Once past that initial hurdle, the book starts to come to life. The art style loosens considerably, and really starts to drive this story of office politics, art, and their uneasy coexistence. There are a few too many cliches peppered through out: dreams of flying by someone who feels trapped, adventures in being late for work, bosses who exist purely as obstacle, too-witty banter by officemates. It edges toward s sitcom, but what begins to carry the book and make it stand out is the character of Richard Marzelak. Once past the aggrandizing bits at the beginning, a whole different character emerges, and one not totally unlike the aforementioned Pekar. Marzelak is a bitter dreamer, illuminated in flashes of optimism and despair.

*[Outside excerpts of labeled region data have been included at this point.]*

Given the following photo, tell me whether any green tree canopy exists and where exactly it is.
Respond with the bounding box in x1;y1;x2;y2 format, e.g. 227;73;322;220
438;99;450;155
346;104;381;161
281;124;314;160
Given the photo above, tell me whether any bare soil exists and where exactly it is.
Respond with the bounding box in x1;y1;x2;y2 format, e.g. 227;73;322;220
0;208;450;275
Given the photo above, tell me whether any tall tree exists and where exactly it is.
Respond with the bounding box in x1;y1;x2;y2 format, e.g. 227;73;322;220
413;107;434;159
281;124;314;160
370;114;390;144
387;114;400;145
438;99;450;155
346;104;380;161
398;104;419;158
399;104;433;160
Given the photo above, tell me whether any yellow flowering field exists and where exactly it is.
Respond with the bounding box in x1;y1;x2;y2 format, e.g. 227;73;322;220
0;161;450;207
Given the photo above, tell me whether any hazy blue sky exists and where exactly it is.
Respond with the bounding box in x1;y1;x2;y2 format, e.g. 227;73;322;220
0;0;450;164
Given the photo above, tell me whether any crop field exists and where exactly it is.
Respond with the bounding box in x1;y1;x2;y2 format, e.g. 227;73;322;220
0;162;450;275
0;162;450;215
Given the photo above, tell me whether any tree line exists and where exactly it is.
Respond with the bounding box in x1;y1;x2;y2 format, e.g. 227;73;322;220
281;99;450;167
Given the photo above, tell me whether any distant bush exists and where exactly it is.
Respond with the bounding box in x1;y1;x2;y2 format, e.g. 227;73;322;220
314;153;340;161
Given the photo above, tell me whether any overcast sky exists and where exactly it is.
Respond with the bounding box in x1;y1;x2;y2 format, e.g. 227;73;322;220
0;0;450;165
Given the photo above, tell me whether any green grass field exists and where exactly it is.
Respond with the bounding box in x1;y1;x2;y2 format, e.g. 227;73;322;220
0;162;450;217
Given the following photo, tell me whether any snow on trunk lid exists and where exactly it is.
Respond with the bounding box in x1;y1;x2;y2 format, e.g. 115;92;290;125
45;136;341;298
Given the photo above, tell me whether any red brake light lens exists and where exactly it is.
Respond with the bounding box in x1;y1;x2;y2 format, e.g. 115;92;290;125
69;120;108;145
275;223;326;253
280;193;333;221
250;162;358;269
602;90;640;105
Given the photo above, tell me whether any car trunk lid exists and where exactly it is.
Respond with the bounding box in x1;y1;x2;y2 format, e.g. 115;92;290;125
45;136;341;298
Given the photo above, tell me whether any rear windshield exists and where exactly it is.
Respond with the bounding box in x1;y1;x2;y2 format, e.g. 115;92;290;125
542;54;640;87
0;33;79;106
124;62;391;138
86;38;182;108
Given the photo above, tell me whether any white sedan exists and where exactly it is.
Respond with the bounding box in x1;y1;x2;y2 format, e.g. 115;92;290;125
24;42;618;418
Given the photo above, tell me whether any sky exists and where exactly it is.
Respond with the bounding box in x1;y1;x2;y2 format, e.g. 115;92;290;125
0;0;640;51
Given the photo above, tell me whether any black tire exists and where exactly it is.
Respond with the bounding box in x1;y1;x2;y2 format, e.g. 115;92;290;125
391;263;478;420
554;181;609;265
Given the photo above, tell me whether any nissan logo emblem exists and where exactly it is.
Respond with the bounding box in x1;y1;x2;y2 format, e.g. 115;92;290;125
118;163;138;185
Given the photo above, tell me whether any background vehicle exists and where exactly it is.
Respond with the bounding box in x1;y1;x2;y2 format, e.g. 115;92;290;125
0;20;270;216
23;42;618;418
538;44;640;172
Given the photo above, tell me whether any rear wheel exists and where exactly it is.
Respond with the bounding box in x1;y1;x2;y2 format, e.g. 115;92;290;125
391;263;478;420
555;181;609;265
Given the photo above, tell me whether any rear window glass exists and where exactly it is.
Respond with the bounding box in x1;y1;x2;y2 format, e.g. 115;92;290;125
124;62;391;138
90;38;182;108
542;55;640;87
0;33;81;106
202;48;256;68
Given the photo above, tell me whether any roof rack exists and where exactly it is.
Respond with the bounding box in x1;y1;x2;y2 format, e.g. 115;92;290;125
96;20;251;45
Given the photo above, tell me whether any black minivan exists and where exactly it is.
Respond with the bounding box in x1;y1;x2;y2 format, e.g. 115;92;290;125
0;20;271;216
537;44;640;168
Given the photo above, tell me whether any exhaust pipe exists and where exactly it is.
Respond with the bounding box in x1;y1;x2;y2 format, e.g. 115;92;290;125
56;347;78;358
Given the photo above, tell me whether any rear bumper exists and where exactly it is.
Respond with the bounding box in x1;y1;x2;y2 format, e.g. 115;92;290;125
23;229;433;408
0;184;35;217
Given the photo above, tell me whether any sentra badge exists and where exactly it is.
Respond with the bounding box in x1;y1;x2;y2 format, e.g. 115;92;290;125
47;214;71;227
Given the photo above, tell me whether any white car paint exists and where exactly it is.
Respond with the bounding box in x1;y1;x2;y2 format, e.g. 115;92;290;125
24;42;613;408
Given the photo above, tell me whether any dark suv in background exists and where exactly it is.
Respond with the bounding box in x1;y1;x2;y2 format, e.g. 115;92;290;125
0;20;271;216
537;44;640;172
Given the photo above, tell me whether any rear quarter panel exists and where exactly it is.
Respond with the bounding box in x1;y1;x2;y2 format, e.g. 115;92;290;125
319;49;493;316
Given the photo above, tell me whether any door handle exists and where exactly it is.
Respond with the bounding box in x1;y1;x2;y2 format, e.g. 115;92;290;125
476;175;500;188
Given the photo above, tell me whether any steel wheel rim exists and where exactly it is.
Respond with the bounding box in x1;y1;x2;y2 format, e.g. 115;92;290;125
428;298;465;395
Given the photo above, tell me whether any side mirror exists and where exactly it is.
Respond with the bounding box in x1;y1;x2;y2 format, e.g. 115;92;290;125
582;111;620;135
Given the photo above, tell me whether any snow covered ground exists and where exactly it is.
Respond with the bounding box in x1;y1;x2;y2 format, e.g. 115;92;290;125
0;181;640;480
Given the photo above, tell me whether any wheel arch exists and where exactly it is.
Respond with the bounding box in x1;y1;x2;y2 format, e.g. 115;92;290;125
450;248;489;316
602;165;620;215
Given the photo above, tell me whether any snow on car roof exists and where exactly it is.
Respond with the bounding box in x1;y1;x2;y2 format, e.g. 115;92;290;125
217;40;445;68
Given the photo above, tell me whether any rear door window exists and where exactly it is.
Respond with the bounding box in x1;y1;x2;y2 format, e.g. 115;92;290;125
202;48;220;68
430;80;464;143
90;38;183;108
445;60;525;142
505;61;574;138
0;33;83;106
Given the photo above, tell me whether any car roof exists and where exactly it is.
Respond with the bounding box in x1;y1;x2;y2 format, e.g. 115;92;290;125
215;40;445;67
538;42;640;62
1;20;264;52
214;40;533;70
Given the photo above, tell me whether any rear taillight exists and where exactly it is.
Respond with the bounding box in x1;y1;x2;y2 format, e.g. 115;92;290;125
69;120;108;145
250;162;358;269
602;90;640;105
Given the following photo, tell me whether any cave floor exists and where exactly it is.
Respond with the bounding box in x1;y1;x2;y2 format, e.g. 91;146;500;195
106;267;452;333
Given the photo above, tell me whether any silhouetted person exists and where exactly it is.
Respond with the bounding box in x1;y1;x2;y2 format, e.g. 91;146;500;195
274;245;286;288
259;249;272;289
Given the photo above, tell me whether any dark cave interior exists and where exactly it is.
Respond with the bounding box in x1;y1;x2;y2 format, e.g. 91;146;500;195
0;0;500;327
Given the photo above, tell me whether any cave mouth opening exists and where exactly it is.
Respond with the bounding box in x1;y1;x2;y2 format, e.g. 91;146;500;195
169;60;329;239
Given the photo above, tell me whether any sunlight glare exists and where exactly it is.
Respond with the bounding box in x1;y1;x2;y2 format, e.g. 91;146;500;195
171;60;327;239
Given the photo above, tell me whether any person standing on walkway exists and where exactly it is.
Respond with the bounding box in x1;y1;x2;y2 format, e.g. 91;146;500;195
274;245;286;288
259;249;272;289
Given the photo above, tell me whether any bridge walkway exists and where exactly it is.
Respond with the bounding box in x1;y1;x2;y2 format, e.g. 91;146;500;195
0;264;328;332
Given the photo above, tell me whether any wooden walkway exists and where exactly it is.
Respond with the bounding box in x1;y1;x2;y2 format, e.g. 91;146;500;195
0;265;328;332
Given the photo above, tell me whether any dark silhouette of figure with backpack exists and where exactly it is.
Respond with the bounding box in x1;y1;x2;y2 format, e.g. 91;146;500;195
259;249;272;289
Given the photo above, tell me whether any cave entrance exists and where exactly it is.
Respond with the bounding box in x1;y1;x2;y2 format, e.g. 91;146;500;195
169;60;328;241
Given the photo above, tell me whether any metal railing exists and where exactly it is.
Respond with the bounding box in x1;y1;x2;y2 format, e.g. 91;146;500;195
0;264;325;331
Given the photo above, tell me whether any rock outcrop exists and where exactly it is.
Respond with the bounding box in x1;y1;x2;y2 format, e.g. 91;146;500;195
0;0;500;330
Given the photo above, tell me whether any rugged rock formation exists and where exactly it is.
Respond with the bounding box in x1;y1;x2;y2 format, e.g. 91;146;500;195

He causes most of his own problems, and it's those moments when you realize that he's not entirely sympathetic that really make the book. He's more complex than his label of "struggling cartoonist". Is is his failures - not his gleaming resume - that make the character interesting.

I hope that web sales or other distribution methods will help Action Figure find a life apart from Diamond. It's an interesting book, and promises to become more so as Richard Marcej grows as a storyteller. The art's there, the production values are there, the characters are there: all that's needed now is the storytelling and the ability to let the work speak for itself. I'm looking forward to Action Figure #2.